“Frequentism-as-model”

Christian Hennig writes:

Most statisticians are aware that probability models interpreted in a frequentist manner are not really true in objective reality, but only idealisations. I [Hennig] argue that this is often ignored when actually applying frequentist methods and interpreting the results, and that keeping up the awareness for the essential difference between reality and models can lead to a more appropriate use and interpretation of frequentist models and methods, called frequentism-as-model. This is elaborated showing connections to existing work, appreciating the special role of i.i.d. models and subject matter knowledge, giving an account of how and under what conditions models that are not true can be useful, giving detailed interpreta- tions of tests and confidence intervals, confronting their implicit compatibility logic with the inverse probability logic of Bayesian inference, reinterpreting the role of model assumptions, appreciating robustness, and the role of “interpretative equivalence” of models. Epistemic (often referred to as Bayesian) probability shares the issue that its models are only idealisations and not really true for modelling reasoning about uncertainty, meaning that it does not have an essential advantage over frequentism, as is often claimed. Bayesian statistics can be combined with frequentism-as-model, leading to what Gelman and Hennig (2017) call “falsificationist Bayes”.

I’n interested in this topic (no surprise given the reference to our joint paper, “Beyond subjective and objective in statistics.”

I’ve long argued that Bayesian statistics is frequentist, in the sense that the prior distribution represents the distribution of parameter values among all problems for which you might apply a particular statistical model. Or, as I put it here, in the context of statistics being “the science of defaults”:

We can understand the true prior by thinking of the set of all problems to which your model might be fit. This is a frequentist interpretation and is based on the idea that statistics is the science of defaults. The true prior is the distribution of underlying parameter values, considering all possible problems for which your particular model (including this prior) will be fit.

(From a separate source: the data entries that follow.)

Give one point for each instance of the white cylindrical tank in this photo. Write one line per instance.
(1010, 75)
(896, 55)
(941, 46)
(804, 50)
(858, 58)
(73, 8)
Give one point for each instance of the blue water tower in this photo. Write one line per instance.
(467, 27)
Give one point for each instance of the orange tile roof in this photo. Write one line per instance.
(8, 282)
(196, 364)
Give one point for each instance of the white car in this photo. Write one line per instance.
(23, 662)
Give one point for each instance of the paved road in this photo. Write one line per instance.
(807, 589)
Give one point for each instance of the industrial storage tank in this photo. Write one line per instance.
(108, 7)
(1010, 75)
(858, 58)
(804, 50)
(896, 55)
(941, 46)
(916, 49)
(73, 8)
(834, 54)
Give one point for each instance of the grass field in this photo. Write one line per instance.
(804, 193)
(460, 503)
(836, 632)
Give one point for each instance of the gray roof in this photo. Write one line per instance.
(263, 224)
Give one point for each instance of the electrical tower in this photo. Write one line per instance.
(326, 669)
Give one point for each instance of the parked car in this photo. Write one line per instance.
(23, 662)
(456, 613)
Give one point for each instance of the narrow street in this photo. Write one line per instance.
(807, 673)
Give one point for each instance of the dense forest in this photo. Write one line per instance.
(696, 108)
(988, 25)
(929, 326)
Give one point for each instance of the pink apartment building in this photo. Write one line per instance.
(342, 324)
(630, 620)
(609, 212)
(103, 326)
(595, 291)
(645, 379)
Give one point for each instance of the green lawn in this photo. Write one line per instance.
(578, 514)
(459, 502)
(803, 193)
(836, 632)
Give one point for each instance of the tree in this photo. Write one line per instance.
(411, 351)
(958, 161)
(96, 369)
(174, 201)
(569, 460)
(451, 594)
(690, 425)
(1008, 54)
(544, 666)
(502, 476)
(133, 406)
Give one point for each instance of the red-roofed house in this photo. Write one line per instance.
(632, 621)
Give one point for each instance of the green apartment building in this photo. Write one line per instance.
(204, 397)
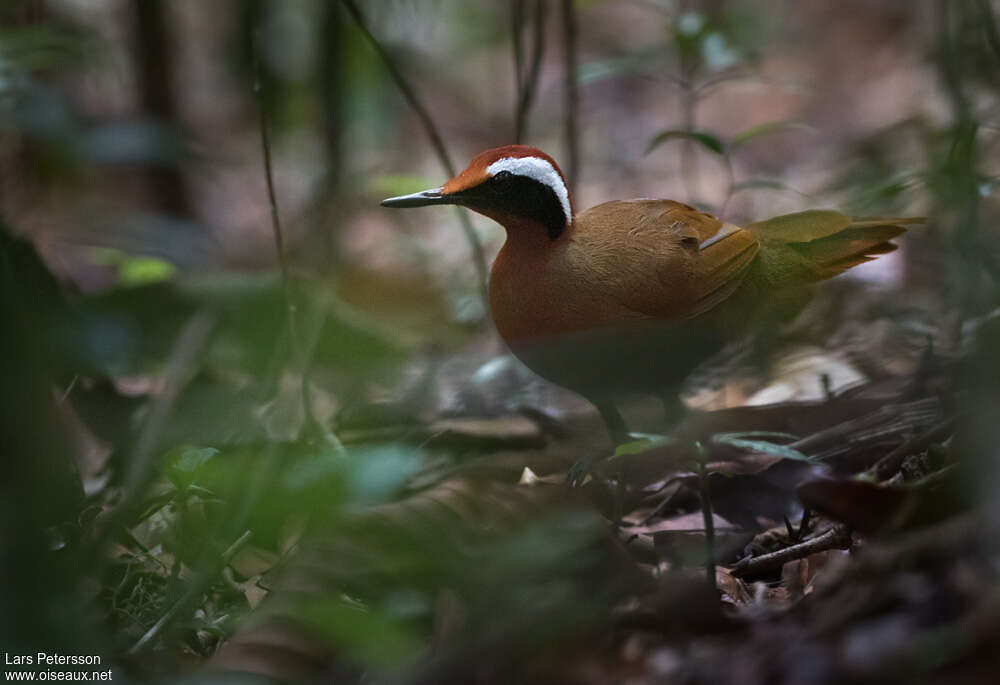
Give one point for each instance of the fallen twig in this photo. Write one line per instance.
(838, 537)
(888, 465)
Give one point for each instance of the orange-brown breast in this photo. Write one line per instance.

Here we are thinking of the statistician as a sort of Turing machine that has assumptions built in, takes data, and performs inference. The only decision this statistician makes is which model to fit to which data (or, for any particular model, which data to fit it to).

We’ll never know what the true prior is in this world, but the point is that it exists, and we can think of any prior that we do use as an approximation to this true distribution of parameter values for the class of problems to which this model will be fit.

I like what Christian has to say in his article. I’m not quite sure what to do with it right now, but I think it will be useful going forward when I next want to write about the philosophy of statistics.

Frequentist thinking is important in statistics, for at least four reasons:

1. Many classical frequentist methods continue to be used by practitioners.

2. Much of existing and new statistical theory is frequentist; this is important because new methods are often developed and understood in a frequentist context.

3. Bayesian methods are frequentist too; see above discussion.

4. Frequentist ideas of compatibility remain relevant in many examples. It can be useful to know that a certain simple model is compatible with the data.

So I’m sure we’ll be talking more about all this.